不機嫌な恋なら、先生と
「あ……」
私は、知らなかった。
花愛ちゃんの額や腕、身体のあちこちに、生まれつきの痣があり、それをコンプレックスだと隠して生きてきたことを。
言われてみれば、おでこを出すところは見たことなかったし、撮影中にノースリーブの服を着たりすることもなかったから特に気にも留めなかった。
それはもしかしたら、そのことを知っているスタッフ、周りの配慮があったからだ。
ヒカリさんと話して、例えば自分みたいに痣のある子にも勇気を持たすことができたらと、さらすことに決めたらしい。最後だから、何も隠さない自分を見せてみたくなったと。
「こんなの……知らなかったです」
「そう。まあ三上も大事なところを共有してなかったのは、良くなかったとは思うけどね。
で、この企画はどう思う?」
ヒカリさんの企画書にもう一度、視線を落とした。
花愛ちゃんが誌面に自分のコンプレックスをさらそうと思った決意と、そんな彼女にメイクすると依頼を受け入れたKAMAさん。それを企画したヒカリさんの思いを考えると、このままボツにしてしまうのは、もったいない気がした。

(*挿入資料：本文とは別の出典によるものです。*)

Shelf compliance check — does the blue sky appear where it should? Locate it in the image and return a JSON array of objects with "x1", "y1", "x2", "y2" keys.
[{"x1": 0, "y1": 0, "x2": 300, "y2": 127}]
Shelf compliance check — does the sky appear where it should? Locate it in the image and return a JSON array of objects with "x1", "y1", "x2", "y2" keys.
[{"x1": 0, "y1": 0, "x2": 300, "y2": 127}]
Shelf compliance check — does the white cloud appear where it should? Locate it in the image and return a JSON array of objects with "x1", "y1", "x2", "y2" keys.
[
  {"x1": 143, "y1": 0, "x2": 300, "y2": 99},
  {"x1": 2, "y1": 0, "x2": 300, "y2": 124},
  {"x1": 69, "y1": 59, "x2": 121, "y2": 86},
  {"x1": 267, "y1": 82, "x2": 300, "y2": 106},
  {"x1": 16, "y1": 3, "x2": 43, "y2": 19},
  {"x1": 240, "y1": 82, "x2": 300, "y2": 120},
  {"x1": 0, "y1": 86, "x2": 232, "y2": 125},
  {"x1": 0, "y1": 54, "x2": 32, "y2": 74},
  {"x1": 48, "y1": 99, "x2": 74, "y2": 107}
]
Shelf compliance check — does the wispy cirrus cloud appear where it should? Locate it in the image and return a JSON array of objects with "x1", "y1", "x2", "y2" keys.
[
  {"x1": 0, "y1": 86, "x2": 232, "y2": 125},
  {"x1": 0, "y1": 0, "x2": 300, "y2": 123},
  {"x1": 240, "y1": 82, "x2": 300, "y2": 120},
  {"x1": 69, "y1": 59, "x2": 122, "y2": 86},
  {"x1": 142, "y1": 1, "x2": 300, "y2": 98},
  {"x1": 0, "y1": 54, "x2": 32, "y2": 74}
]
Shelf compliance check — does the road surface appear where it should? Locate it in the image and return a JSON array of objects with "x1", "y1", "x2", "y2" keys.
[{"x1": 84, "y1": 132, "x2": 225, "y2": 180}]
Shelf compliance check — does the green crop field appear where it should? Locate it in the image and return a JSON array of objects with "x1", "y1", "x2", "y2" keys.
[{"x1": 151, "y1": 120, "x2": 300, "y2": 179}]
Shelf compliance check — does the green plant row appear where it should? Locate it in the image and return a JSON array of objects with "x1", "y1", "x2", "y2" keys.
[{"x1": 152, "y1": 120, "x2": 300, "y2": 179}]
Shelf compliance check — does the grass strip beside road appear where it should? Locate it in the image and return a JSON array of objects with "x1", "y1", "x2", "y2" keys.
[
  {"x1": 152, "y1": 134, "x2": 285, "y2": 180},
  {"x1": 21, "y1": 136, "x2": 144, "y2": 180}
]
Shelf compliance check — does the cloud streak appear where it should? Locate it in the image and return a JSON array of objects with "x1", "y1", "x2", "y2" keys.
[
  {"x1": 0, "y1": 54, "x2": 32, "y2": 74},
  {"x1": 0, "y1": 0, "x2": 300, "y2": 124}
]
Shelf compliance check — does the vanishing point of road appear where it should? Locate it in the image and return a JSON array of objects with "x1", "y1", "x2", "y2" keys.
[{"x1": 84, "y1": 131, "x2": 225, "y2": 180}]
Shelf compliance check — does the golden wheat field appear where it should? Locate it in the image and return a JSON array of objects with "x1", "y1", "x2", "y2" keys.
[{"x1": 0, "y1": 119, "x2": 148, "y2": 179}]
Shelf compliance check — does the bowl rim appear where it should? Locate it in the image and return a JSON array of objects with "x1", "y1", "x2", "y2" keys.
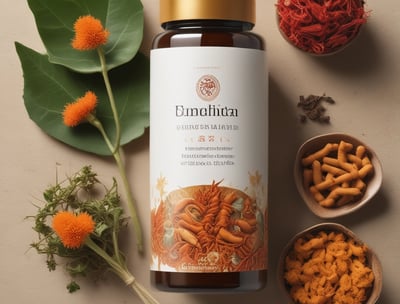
[
  {"x1": 276, "y1": 222, "x2": 383, "y2": 304},
  {"x1": 293, "y1": 132, "x2": 383, "y2": 219}
]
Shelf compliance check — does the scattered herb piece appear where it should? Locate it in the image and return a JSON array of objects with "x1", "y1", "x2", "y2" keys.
[
  {"x1": 297, "y1": 94, "x2": 335, "y2": 123},
  {"x1": 276, "y1": 0, "x2": 367, "y2": 54}
]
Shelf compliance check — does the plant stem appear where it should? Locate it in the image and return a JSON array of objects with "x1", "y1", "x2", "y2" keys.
[
  {"x1": 113, "y1": 149, "x2": 143, "y2": 253},
  {"x1": 85, "y1": 237, "x2": 159, "y2": 304},
  {"x1": 97, "y1": 47, "x2": 121, "y2": 153},
  {"x1": 87, "y1": 114, "x2": 143, "y2": 253},
  {"x1": 95, "y1": 47, "x2": 143, "y2": 253}
]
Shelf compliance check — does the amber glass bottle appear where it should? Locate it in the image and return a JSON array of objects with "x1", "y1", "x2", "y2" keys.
[{"x1": 150, "y1": 0, "x2": 268, "y2": 292}]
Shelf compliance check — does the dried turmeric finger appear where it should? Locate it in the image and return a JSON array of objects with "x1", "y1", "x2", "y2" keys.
[
  {"x1": 358, "y1": 164, "x2": 373, "y2": 178},
  {"x1": 347, "y1": 154, "x2": 362, "y2": 169},
  {"x1": 337, "y1": 140, "x2": 353, "y2": 163},
  {"x1": 319, "y1": 187, "x2": 361, "y2": 207},
  {"x1": 322, "y1": 157, "x2": 355, "y2": 172},
  {"x1": 356, "y1": 145, "x2": 367, "y2": 159},
  {"x1": 312, "y1": 160, "x2": 323, "y2": 184},
  {"x1": 310, "y1": 186, "x2": 325, "y2": 202},
  {"x1": 303, "y1": 169, "x2": 313, "y2": 188},
  {"x1": 321, "y1": 164, "x2": 347, "y2": 176},
  {"x1": 301, "y1": 143, "x2": 338, "y2": 166}
]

私がすべきことは、それを実現するまでのサポートだったんだと、気づいた。
自信を持って笑う花愛ちゃんを見てみたかったのは、ヒカリさんだけではもうなくなってる。
「読んでみたいです」
やっぱり、このまま企画がなくなるのは、嫌だ。最後なんだから、後悔しないでほしい。
「編集長、私、花愛ちゃんに会いに行ってきます。必ず説得してきますので、ちょっと待ってください」と、私は給湯室を飛び出し編集部まで走っていた。
後ろで名前を呼ばれた気がしたけど、立ち止まれなかった。
たぶん止まったら、走れなくなる。
コートと鞄を持ち、花愛ちゃんの家の住所をチェックする。
デスクに座り、受話器に耳を当ててたヒカリさんを横目で見て、私は編集部を出た。